Nurses say they feel frustrated with the community’s lack of trust in science and the harmful effects of not being vaccinated.

It’s been an emotional year for Katherine Wolverton and Taylor Kadavy. Both say in the second wave of COVID-19, they’re seeing younger patients getting sicker, and more death.

“Look, these people are dying. I am holding them in their last breaths,” said Wolverton. She said the experience has been frustrating. “We’re in the middle of this surge, and that a lot of these people aren’t going to probably get vaccinated. It’s been frustrating and hard to not be angry sometimes.”

Wolverton works on the Progressive Care floor at Bryan Health.

“We are going to see a lot more sick patients, we are going to see a lot more death. It makes you feel like giving up, like what’s the point?”

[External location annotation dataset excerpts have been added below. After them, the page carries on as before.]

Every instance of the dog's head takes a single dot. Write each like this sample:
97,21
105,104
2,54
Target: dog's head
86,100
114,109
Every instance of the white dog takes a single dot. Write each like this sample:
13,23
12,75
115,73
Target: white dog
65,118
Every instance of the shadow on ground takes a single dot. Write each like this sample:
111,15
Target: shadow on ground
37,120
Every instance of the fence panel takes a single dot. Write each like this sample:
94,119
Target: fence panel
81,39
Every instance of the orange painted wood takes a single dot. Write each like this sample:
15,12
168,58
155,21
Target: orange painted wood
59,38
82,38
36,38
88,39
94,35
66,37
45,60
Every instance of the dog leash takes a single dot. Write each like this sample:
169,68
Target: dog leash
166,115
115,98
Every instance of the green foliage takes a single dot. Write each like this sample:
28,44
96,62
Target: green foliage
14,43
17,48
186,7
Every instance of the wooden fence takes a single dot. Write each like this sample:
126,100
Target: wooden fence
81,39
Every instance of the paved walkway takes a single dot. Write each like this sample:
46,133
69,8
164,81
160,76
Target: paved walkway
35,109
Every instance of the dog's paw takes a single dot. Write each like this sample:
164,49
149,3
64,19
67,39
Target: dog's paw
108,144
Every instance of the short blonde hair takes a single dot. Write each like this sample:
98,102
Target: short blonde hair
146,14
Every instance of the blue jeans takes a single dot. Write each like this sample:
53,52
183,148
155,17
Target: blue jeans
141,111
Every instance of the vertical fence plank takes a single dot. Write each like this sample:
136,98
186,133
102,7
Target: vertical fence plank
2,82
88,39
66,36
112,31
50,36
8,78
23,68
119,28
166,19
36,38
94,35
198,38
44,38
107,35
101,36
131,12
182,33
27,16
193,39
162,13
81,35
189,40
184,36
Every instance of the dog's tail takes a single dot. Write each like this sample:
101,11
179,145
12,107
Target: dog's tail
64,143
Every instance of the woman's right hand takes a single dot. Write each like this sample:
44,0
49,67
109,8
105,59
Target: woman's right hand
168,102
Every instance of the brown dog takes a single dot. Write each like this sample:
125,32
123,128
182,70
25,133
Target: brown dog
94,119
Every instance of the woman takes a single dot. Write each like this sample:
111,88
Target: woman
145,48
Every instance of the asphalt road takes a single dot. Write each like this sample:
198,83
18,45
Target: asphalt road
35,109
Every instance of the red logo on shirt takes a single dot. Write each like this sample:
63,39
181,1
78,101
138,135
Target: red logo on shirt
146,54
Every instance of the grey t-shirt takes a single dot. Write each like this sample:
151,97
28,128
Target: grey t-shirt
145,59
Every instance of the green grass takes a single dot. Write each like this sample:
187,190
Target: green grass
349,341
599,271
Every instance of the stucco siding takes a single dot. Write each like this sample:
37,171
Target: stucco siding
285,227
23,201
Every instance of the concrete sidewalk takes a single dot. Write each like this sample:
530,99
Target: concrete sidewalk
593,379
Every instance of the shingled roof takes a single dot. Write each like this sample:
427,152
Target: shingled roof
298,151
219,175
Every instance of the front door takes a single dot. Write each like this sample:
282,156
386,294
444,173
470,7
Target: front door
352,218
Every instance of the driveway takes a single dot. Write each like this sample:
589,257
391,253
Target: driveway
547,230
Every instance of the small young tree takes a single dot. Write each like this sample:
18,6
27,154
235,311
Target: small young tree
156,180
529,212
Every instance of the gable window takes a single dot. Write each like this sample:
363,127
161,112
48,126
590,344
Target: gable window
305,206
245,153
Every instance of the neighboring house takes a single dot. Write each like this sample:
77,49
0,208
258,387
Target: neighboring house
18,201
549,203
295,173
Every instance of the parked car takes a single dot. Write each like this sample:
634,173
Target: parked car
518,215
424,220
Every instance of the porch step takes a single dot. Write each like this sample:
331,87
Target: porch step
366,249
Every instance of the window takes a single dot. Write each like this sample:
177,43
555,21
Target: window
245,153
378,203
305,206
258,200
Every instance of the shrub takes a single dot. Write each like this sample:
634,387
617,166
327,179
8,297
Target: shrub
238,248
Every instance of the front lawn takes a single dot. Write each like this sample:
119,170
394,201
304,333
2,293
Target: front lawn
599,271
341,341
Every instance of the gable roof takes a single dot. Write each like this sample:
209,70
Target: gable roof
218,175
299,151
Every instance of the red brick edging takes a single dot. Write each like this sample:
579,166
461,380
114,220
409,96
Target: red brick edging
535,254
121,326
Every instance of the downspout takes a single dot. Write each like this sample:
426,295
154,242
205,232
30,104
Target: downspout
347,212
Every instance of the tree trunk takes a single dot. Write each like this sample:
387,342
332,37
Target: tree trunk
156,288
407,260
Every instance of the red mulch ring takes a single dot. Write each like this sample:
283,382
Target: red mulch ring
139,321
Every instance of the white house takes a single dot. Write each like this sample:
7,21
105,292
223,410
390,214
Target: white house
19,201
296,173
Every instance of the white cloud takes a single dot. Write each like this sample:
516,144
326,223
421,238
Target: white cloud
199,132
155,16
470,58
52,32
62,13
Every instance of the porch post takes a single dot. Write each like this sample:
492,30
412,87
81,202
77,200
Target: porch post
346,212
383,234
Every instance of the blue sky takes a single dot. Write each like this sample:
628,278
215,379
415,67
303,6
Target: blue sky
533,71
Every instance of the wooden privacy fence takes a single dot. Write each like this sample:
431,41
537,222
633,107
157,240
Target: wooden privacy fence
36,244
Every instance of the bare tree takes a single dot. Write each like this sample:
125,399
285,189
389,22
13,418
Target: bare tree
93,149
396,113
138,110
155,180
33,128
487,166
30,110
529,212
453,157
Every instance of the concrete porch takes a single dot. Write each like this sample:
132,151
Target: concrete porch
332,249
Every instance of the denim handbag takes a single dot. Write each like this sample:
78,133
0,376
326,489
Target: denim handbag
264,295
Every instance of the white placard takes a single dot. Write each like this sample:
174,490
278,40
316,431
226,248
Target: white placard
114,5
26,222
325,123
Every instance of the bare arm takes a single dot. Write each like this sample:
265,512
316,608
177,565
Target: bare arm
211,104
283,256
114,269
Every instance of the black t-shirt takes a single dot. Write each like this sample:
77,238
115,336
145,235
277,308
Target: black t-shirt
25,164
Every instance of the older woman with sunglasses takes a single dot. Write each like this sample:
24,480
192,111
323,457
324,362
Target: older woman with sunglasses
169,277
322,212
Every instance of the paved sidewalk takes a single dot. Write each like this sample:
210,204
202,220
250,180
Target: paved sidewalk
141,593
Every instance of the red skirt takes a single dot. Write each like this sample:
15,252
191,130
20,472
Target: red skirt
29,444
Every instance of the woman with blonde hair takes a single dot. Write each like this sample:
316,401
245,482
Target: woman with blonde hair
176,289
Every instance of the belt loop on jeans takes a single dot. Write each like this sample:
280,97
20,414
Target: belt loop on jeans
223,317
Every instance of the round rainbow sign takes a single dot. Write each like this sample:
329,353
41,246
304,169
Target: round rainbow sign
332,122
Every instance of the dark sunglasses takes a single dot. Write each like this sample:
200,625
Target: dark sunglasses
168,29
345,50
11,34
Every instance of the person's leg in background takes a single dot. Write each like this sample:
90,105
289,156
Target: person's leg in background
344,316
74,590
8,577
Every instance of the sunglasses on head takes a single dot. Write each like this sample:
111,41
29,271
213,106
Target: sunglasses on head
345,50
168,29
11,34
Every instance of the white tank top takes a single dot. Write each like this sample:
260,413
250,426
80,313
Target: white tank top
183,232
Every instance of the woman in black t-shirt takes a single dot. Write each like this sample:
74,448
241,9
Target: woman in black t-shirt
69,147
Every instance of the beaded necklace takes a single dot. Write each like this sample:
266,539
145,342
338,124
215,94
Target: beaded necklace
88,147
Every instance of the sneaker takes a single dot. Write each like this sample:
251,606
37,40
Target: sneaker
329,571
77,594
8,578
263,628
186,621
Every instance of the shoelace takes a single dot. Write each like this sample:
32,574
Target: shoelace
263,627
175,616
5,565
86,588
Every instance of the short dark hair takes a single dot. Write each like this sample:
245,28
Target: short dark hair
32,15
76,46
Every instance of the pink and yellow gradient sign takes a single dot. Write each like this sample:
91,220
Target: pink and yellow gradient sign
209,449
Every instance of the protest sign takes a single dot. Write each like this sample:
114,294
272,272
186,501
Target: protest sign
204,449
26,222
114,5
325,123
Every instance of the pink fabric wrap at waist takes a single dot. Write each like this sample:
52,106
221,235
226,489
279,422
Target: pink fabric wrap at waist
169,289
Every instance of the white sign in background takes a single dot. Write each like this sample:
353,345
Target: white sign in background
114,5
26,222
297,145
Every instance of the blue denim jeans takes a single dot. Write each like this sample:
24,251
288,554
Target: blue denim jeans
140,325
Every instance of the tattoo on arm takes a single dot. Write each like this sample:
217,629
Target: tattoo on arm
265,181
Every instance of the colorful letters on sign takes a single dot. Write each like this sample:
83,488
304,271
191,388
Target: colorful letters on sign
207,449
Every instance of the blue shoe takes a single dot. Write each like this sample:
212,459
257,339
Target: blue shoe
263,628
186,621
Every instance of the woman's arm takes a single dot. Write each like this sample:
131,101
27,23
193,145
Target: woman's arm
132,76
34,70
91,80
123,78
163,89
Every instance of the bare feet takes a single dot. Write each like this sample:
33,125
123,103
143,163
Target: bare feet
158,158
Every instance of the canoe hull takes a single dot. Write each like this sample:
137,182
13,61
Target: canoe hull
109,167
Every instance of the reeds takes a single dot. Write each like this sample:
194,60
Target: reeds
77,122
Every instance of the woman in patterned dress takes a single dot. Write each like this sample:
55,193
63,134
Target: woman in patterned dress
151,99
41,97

Kadavy started working in Bryan’s ICU in late January of 2020. Said Kadavy:

“I’m 25 years old, for reference, and I’ve been taking care of patients my age, my generation.”

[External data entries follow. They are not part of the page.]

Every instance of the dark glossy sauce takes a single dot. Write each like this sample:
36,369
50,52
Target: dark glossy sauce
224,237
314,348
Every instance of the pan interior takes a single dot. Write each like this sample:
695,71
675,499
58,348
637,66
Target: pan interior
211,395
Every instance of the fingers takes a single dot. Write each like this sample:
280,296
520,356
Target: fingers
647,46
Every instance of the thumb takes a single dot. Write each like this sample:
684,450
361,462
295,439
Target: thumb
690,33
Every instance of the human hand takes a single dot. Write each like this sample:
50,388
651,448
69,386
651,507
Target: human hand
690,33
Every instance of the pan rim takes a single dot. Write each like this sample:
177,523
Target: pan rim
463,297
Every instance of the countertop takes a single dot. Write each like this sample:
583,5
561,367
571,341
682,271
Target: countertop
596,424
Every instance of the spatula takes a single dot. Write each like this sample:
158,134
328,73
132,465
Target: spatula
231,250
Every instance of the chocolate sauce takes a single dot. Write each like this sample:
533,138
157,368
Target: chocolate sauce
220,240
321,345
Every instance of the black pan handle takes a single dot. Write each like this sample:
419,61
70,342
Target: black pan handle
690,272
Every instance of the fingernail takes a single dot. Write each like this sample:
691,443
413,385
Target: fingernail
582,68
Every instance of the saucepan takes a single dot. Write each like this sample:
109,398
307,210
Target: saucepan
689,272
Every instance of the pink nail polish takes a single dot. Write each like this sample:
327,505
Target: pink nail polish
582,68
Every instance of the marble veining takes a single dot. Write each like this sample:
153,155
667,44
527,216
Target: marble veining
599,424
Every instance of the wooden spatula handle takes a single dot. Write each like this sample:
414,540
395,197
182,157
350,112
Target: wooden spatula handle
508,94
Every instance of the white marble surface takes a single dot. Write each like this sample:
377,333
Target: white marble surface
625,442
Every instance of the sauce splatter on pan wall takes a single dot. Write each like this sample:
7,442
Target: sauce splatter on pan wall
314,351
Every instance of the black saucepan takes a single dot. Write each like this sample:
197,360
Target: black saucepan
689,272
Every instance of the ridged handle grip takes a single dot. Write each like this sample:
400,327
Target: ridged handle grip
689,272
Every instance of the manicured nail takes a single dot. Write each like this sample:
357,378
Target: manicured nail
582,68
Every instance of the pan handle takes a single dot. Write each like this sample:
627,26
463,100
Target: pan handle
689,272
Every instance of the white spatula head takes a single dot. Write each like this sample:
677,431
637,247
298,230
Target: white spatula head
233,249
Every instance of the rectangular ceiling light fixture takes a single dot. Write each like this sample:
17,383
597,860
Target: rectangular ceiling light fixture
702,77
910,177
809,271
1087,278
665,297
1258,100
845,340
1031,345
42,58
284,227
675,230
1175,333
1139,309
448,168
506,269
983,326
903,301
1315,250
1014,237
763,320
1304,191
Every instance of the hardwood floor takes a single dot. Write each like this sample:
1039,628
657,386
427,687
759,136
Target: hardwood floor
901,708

Kadavy said healthcare providers are fighting a two-front battle: against COVID-19 and misinformation.

“The first question I get is ‘What were their comorbidities?’ It’s more whether or not you’re vaccinated at this point,” said Kadavy. “I think that is the biggest comorbidity.”

Wolverton and Kadavy both agree there is hope with the FDA’s approval of Pfizer’s COVID-19 vaccine and urge the community to get the jab.

“We don’t want patients to get sick from COVID. We don’t want to see you in our ICU,” said Kadavy.

But if the second surge continues on the track it’s on now, without any changes from the community, Wolverton said hospitals will feel the stress of it all.

“Our ERs are full,” said Wolverton. “People are having to sit down in the ER hallways because we don’t have patient beds because they’re all being taken up with COVID.”